CIO

STEM needs highlighted as Australian millennials’ cybersecurity awareness continues to lag

Students in Middle East, Singapore, US, UK and others more aware of cybersecurity jobs, practitioners

Young Australians are among the least prepared to enter the cybersecurity profession amongst their peers in 11 other countries, according to a new survey of millennial attitudes towards cybersecurity careers.

Fully 62.8 percent of the 3779 18-to-26-year olds – surveyed by Zogby Analytics on behalf of Raytheon Australia and the US National Cyber Security Alliance (NCSA) – said that nobody in their high schools had ever mentioned the possibility of a career in cybersecurity.

Australian millennials were generally unaware of what cybersecurity careers involve, with just 35.3 percent – well behind the global average of 45.3 percent – saying they had any awareness of the typical range of responsibilities and job tasks that come with working in cybersecurity.

And just 17.1 percent said they had ever met or spoken to someone working in cybersecurity – well behind the 85.1 percent in Saudi Arabia, 45.3 percent in Turkey, 24.3 percent in Singapore and 21.7 percent in the US. That put Australians well behind the global average of 30.6 percent.

The results “are a reminder that cybersecurity is not just a career of the future,” said Raytheon Australia managing director Michael Ward in a statement in which he emphasised the importance of continuing to motivate young men and women to pursue study in maths and science-related areas.

The deficiencies in Australia’s STEM (science, technology, engineering and maths) teaching were highlighted in the recent CSO-Dell Australia STEM study, which among other findings revealed a lack of resources and leadership around STEM-related subjects.

Some 64.8 percent of teachers said they lacked adequate professional development in integrating technology into their STEM-related education, while 54.7 percent said they lacked funding, 52.3 percent cited time restrictions, and 42.3 percent lacked a structured STEM curriculum.

Such restrictions have led to a significant range of efforts designed to bolster STEM teaching and promotion of cybersecurity careers within Australian schools: last year, for example, six IT-security vendors joined forces to launch Day of STEM, a localised version of the US-based LifeJourney program.

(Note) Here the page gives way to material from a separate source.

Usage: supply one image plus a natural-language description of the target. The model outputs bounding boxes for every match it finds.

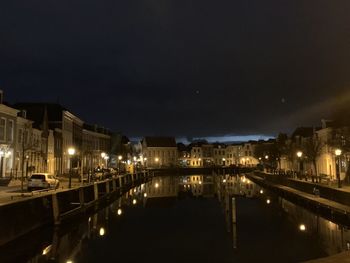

The Raytheon findings also identified a strong gender gap: for example, 35.4 percent of men but just 20.3 percent of women said they were more likely to consider a career in cybersecurity than last year. While 32.3 percent of young men said they had met or spoken to a cybersecurity professional, just 9.3 percent of young women said the same. And while 44.6 percent of men said the idea of a cybersecurity career was raised with them in high school, just 11 percent of women said they had received such a suggestion.

While lagging world benchmarks, the Australian figures showed small gains from similar Raytheon-NCSA surveys from 2015 – when only 13.3 percent of Australian millennials had met or spoken with a practicing cybersecurity professional and just 33.5 percent were aware of the responsibilities that cybersecurity careers involved.

A similar survey, conducted in 2014, found that 40 percent of surveyed millennials said they would like a career that would help make the Internet safer and more secure and that 41 percent had received advice about IT security-related careers.